I find contemplative time spent pays off big in the long run with a better "sense making" paridigm....but "doom-scrolling" has a strange allure. :)
ReplyDelete:) :) ozzing over rocks had me laugh and cringe at the same time with a flash back to a solo close call in AK...most everything is tethered to me after that and not shy about hugging the earth.

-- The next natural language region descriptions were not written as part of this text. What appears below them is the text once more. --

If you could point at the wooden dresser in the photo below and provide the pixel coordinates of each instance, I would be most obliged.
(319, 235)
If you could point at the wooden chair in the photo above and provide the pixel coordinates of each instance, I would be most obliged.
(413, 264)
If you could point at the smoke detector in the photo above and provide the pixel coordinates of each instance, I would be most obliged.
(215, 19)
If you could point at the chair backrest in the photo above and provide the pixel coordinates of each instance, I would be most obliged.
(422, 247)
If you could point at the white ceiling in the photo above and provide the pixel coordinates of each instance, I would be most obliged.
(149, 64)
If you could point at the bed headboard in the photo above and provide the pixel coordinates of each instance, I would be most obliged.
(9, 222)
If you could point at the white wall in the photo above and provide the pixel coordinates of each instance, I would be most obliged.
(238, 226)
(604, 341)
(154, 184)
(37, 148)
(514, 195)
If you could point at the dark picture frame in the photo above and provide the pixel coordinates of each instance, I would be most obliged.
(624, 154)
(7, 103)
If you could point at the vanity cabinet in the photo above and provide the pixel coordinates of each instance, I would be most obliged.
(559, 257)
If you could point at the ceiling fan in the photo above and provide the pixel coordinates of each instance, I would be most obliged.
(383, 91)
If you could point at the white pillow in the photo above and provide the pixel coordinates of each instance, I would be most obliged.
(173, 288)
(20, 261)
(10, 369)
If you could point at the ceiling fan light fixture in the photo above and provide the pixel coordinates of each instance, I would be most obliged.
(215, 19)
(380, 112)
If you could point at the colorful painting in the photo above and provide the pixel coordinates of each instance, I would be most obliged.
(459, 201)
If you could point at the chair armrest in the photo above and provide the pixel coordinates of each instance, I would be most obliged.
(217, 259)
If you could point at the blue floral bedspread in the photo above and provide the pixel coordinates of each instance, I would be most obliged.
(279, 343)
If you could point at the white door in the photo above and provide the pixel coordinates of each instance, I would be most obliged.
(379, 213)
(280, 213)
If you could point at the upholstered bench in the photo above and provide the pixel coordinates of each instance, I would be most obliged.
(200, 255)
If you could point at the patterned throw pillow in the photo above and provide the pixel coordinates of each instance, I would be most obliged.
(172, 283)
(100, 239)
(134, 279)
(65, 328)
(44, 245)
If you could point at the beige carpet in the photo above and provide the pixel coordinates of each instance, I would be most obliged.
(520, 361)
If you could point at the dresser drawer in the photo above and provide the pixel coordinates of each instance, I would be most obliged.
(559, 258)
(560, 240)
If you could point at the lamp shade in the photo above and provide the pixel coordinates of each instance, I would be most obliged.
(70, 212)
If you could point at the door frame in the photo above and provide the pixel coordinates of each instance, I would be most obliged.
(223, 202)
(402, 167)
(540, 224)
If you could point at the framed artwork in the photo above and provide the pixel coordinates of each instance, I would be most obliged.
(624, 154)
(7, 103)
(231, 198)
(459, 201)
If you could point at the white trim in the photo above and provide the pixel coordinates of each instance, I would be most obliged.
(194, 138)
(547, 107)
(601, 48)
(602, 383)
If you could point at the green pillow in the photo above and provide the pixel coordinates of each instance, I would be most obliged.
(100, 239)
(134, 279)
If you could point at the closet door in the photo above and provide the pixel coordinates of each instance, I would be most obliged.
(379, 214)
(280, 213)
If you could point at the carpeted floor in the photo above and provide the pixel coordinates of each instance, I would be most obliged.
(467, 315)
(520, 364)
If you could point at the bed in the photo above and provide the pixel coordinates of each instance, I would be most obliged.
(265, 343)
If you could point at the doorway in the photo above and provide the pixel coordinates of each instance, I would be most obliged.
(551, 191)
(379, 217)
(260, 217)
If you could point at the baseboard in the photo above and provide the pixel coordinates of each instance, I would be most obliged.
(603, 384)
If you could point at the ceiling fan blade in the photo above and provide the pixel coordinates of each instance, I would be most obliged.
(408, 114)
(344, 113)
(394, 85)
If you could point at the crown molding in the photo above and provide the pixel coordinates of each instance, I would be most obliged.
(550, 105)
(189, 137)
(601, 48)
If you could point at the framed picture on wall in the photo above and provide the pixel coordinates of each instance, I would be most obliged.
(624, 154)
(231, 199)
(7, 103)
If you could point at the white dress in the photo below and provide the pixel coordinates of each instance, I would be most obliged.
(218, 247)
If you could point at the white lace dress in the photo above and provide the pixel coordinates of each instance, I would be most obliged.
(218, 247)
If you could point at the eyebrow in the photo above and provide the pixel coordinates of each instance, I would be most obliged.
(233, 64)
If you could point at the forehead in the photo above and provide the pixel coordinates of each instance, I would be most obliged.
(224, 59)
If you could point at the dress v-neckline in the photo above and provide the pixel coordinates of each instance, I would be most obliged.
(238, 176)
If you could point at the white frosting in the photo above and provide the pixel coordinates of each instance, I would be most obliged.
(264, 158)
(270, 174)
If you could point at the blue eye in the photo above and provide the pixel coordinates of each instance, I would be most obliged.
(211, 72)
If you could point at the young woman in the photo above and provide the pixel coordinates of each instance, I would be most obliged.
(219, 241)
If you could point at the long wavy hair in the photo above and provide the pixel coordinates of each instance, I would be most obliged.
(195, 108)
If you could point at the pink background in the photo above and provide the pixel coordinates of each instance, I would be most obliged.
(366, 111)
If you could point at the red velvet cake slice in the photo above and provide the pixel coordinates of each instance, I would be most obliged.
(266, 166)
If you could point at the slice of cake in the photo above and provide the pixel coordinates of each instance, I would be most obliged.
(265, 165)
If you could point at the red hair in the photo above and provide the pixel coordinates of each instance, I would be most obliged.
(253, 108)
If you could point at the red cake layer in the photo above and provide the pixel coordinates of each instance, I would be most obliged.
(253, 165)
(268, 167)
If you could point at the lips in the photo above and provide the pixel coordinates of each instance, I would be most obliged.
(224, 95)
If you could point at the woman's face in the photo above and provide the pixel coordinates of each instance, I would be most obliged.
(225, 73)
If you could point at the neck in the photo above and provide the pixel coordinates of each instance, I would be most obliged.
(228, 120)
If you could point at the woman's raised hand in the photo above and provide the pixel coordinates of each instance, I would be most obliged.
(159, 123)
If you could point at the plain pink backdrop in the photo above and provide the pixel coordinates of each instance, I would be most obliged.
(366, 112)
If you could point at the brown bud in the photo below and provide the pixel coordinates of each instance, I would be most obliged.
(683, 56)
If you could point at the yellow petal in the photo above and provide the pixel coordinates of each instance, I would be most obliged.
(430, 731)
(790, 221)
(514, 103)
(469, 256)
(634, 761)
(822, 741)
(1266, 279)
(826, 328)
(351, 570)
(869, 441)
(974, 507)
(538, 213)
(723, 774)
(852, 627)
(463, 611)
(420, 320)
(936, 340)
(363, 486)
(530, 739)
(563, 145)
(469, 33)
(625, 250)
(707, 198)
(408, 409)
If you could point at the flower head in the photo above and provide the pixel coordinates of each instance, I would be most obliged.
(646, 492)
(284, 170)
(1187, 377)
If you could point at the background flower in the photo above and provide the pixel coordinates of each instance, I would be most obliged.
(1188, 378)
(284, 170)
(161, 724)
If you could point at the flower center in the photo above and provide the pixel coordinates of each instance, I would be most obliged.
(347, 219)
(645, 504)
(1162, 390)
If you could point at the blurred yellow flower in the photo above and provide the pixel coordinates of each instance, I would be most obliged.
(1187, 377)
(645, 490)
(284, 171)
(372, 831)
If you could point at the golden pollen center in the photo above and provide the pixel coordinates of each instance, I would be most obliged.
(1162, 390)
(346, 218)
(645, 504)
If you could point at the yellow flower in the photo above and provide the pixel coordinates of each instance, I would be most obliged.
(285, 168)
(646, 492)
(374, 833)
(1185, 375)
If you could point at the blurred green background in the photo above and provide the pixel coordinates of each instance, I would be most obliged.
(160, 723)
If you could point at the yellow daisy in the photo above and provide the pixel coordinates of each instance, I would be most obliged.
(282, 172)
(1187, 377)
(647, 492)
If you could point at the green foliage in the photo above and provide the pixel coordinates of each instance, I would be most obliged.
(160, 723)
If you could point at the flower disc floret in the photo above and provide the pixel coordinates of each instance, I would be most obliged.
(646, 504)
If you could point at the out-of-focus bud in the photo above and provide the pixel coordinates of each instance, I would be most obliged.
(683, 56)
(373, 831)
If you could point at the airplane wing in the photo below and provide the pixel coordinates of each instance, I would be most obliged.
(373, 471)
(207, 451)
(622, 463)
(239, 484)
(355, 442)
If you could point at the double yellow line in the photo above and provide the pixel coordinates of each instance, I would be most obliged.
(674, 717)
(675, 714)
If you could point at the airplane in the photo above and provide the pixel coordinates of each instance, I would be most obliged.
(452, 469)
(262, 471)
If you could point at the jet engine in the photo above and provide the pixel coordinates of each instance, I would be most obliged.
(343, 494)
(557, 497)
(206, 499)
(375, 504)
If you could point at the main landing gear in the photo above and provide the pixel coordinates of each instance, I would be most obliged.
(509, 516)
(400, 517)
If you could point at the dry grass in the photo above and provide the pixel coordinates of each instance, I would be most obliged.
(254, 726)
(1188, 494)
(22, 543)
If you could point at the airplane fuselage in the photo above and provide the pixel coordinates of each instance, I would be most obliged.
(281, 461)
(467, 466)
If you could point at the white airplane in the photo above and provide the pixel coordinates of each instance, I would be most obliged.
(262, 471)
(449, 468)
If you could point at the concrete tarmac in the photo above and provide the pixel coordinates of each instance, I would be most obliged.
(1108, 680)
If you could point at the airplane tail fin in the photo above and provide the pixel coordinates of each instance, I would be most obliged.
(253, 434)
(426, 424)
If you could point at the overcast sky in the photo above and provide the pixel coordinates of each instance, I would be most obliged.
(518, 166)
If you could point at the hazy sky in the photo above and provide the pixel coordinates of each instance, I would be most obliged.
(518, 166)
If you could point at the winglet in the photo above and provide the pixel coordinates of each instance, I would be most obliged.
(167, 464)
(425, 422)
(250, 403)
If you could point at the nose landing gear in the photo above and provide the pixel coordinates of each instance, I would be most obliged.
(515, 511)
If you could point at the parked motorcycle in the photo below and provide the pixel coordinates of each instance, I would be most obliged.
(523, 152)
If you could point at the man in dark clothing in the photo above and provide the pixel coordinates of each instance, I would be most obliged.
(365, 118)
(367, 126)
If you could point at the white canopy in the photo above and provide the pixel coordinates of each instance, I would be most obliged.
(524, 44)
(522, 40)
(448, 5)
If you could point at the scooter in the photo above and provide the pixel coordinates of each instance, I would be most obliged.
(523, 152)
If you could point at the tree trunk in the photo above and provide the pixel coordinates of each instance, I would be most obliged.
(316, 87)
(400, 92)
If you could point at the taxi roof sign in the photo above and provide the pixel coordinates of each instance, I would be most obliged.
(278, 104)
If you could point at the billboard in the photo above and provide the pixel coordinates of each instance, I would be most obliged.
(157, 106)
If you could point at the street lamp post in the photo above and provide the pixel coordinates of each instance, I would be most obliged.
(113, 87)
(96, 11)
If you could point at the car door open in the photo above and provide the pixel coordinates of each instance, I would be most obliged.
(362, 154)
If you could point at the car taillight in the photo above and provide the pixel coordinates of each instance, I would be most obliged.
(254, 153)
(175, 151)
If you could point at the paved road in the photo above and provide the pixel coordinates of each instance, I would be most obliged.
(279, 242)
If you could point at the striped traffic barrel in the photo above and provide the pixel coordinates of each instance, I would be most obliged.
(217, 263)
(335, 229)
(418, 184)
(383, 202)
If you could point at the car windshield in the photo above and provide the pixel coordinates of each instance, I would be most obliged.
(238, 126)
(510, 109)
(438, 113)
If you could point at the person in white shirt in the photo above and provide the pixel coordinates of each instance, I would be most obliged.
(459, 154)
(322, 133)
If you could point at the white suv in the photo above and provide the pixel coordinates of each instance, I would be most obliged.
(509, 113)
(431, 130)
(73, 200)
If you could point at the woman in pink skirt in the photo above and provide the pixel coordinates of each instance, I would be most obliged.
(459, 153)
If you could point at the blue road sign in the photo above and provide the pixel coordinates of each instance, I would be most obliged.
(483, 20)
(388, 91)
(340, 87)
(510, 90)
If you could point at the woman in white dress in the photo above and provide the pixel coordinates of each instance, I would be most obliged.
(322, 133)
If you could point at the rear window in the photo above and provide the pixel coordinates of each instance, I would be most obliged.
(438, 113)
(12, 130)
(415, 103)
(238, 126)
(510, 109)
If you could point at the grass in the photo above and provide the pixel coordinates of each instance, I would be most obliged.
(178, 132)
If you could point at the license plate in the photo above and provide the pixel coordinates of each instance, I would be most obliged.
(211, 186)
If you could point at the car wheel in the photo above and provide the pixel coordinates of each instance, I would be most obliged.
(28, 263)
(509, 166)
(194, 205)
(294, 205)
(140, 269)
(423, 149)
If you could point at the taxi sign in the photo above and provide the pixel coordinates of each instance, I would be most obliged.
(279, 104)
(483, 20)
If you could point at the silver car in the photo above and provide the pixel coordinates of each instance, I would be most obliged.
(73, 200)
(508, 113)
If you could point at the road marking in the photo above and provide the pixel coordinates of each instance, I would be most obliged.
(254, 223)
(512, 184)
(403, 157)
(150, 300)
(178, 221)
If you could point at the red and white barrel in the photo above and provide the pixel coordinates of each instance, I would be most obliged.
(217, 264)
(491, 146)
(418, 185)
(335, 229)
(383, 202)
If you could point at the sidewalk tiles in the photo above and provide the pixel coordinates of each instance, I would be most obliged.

#goals is great framing, it takes on more meaning with each passing year. I take great joy, and encouragement/insight, in people who have such passion for whatever walk of life they are on. Which is why I enjoy you blog and books so much!! :)
Jeff C
No guarantees, I know, but I've set my course to be that young "old man."
ReplyDeleteLord willing,
Box Canyon Mark
These are my heroes and inspiration. I don't care about fast runners and record holders, but it's folks like that inspire me with awe and there is a chance and goal that I can get there myself. John DeWalt who finished the Hardrock at age 73 (sadly I think cancer has taken him, RIP), an Italian guy in his 80s I met on a high mountain pass during the TDG, and Chris. Brilliant.
DeleteI echo your sentiments! But know that you have entered that realm of inspiration with your passion and grit.... imo! Godspeed in health for us all! :)
DeleteJeff C
“the years have pummeled me into an emotionally bruised, timid bit of pulp”! It’s so easy for me to feel the same especially because of 2020. I’m so ready to be done with it. Your adventures continue to inspire me to keep moving no matter what. I cherish every word you write. Thank you for always sharing.
ReplyDeleteThose essays: please share them with us.
Linda D. (From Iowa)
Great post.
ReplyDeleteGorgeous mountains, dear.